12 January 2016

Jean Vautrin: Un grand pas vers le Bon Dieu (1989)

In 1991 Patrick Griolet lodged a complaint of plagiarism against Jean Vautrin's Prix Goncourt 1989 novel Un Grand Pas vers le Bon Dieu on the grounds that it uses many of the words and expressions in Griolet's works on Cajun words and expressions. Griolet lost his case because although explanatory texts, definitions, examples, etc, are indeed protected the words and their orthography are not; Griolet also lost on appeal. For me, what this exercise shows more than anything is the extent to which Un grand pas vers le Bon Dieu is steeped in the Cajun lexicon.
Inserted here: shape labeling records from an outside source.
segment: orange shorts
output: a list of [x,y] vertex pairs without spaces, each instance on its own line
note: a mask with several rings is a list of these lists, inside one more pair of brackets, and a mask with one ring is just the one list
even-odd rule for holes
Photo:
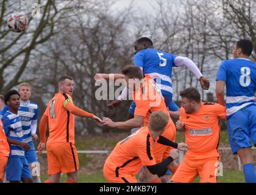
[[0,156],[0,181],[2,180],[2,177],[7,161],[8,157]]
[[[172,121],[170,120],[166,129],[162,135],[168,140],[175,141],[176,129]],[[157,163],[161,163],[163,159],[166,158],[169,156],[169,152],[173,149],[173,147],[156,143],[153,148],[153,152]]]
[[69,173],[79,168],[77,152],[74,143],[68,142],[47,143],[48,174]]
[[103,174],[109,183],[138,183],[135,176],[119,172],[116,177],[116,166],[107,159],[103,167]]
[[171,181],[191,183],[199,176],[200,183],[217,183],[219,157],[192,160],[185,157]]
So steeped in fact that, reading some comments by regular as opposed to professional readers, bafflement is the order of the day – or rather, the order of the daze: this novel is for at least half of its monster 535-page length a mixture of Cajun, straight French, and liberal smatterings of English.

The events in the novel take place between 1893 and 1920 – just twenty-seven years – but a great deal happens in that time, although that time is not represented sequentially: we are to some extent made to lose track of the past half way in. That doesn't concern me as much as the essential joining of two parts does, and in spite of the eventual resolution of the hiatus between the parts there is a number of pages here in the second half that just left me cold as they felt superfluous. All the same, I never at any point wanted to give up on the book because it contains superlative, often very funny, writing.

Before the momentous event of most the killings, which take place on one occasion and almost exactly half way through Un grand pas vers le Bon Dieu, we have Edius Raquin – the surname surely not being gratuitous as this reads throughout like a cartoon Zola – in Bayou Nez Piqué in remote Louisiana with his wife Bazelle and his very choosy daughter Azeline, who just refuses to marry any of the guys around as they're plain boring skirt-chasers.

Until, that is, Farouche Ferraille Crowther, the most wanted outlaw in the country and with a past as unlikely as his name, guns his way into the territory, Edius (in equally unlikely mode) takes to him and hides him in the marshes with a view to taming him for marriage to Azeline and working on the plantation after a change of appearance just to put bounty hunters and (for example) Farouche's notorious enemy Palestine Northwood off the scent.

Wonder of wonders, Azeline is (in theory secretly) turned on by the first erection she's ever seen as Farouche washes himself in the bayou water and she masturbates with a groan. So marriage is inevitable, although all the killings come on the wedding day and Farouche has to leave pretty sharpish. But not before he's sown the seeds of motherhood in Azeline, who moves to New Orleans and, well... another story begins with her son.

It's this second story that often had me yawning, as this reader can only take so many wild stories – and so many larger-than-life characters – in one go. So Azeline's son Jim Crowley (who will become a musician) lives in New Orleans for many years, growing up fast in cockroach infested places, fathering children by (in this order) his black foster mother, by a Japanese prostitute called Tokyo-Rose, and (as a one-legged World War I casualty) by his nurse. In between this he unknowingly has sex with his mother, who now calls herself Lilly Mae.

But the deus ex machina comes in the form of a detective who's been tracking Jim down for a few years to inform him that he's a rich man: in 1916, Jim's gold-rich grandfather Edius died, living the palatial home of his long-nourished dreams – along with pots of money  – all to his grandson. Et le bon temps roulera.